As an adult, you might feel like you have one foot on solid ground and the other on shaky turf. You are likely highly adaptable—able to read the room and adjust your behavior quickly. This is a survival skill you learned early on. However, you may also carry a subtle, background hum of anxiety, waiting for the "other shoe to drop" even when things are going well.
"Resilience is not about bouncing back as if nothing happened. It is about integrating the difficult parts of your story into a whole, compassionate self."
Typical behaviors
- Hyper-vigilance Lite: You might be overly sensitive to changes in people's tone or mood, instinctively trying to "fix" the atmosphere.
- Performance-Based Worth: You may feel you need to earn love by being helpful, successful, or low-maintenance.

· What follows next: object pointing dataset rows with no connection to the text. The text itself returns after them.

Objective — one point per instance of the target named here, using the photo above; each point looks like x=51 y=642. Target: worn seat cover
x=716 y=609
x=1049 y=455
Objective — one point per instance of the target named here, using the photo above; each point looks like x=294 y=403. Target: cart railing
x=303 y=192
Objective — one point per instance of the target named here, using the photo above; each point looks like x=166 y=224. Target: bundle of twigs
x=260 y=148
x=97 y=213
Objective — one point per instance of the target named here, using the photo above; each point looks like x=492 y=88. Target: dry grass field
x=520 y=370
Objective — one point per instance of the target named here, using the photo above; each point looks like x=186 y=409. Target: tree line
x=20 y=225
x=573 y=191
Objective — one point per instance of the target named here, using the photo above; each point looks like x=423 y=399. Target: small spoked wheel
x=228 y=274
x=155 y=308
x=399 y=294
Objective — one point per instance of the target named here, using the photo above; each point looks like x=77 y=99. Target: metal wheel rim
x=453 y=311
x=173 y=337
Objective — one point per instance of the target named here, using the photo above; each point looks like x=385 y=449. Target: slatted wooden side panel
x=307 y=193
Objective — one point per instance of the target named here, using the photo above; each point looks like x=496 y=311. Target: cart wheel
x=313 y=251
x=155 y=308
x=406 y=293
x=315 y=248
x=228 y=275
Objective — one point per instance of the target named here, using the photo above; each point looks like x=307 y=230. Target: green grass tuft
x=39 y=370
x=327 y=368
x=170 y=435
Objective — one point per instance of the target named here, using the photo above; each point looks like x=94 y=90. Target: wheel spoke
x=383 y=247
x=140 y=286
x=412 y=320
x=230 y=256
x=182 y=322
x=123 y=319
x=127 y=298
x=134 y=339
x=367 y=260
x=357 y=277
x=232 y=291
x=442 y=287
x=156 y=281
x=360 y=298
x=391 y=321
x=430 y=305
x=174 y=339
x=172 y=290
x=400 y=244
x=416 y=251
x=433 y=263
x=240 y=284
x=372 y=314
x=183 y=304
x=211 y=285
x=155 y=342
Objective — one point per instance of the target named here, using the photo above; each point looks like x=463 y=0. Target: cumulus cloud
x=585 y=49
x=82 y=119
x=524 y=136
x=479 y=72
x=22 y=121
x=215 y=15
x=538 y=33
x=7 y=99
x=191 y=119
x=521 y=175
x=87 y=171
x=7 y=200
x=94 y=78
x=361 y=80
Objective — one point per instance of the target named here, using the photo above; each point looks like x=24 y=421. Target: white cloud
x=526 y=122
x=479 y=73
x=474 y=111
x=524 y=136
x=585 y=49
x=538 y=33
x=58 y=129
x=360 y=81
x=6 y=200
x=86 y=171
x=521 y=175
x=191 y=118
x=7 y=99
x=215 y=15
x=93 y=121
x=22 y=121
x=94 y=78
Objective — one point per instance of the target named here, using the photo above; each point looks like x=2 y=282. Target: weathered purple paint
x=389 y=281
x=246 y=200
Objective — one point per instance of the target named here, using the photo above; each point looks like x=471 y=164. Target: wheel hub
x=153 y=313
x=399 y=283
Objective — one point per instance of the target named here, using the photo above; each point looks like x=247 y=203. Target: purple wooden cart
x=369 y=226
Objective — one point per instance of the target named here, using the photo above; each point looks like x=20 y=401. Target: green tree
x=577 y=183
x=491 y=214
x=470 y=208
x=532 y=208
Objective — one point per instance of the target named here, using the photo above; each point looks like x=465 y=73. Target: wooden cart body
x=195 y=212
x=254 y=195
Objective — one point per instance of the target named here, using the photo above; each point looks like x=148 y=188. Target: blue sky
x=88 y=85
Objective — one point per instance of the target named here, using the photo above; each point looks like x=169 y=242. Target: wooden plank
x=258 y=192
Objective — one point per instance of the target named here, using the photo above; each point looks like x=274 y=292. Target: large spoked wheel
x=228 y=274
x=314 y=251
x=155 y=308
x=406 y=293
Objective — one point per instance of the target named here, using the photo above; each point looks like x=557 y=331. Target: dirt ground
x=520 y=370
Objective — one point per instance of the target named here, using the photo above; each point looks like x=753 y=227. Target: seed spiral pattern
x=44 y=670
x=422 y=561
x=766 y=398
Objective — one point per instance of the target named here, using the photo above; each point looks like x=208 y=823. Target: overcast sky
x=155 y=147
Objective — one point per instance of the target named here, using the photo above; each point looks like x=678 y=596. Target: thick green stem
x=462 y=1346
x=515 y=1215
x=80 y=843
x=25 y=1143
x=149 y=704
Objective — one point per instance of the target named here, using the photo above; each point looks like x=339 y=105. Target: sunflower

- Ambivalence in Relationships: You might crave closeness but simultaneously fear that letting someone in too deep will lead to disappointment.
Strengths in this pattern
- Key: High Empathy
Because you had to navigate complex emotional currents, you are likely very attuned to how others are feeling.
- Key: Adaptability
You are good at handling crises because you have had practice managing unpredictability.
Common pitfalls
The cost of adaptability:
- Over-functioning: You might take on too much responsibility for others' emotions, leading to burnout.
- Ignoring Needs: You may have a habit of minimizing your own needs until they become emergencies.
"Reflection point: A useful question to keep asking is: Am I doing this because I want to, or because I feel unsafe if I don't?"
What you can do next
Small actions you can start today
- Pause Before Saying Yes: When asked for a favor, take 5 minutes before answering to check if you actually have the capacity.
- Name the Feeling: Practice identifying when you are in "fix-it" mode versus when you are relaxed.
Longer-term directions
- Inner Child Work: Explore connecting with the younger part of you that felt they had to be "good" to be safe.
- Boundary Setting: Work on establishing boundaries that protect your peace, not just your safety.
Disclaimer and when to seek help
This test describes patterns based on your self-report and is for educational purposes only. It is not a clinical diagnosis. If you find these reflections bringing up difficult emotions or memories, it is advisable to seek support from a trauma-informed therapist.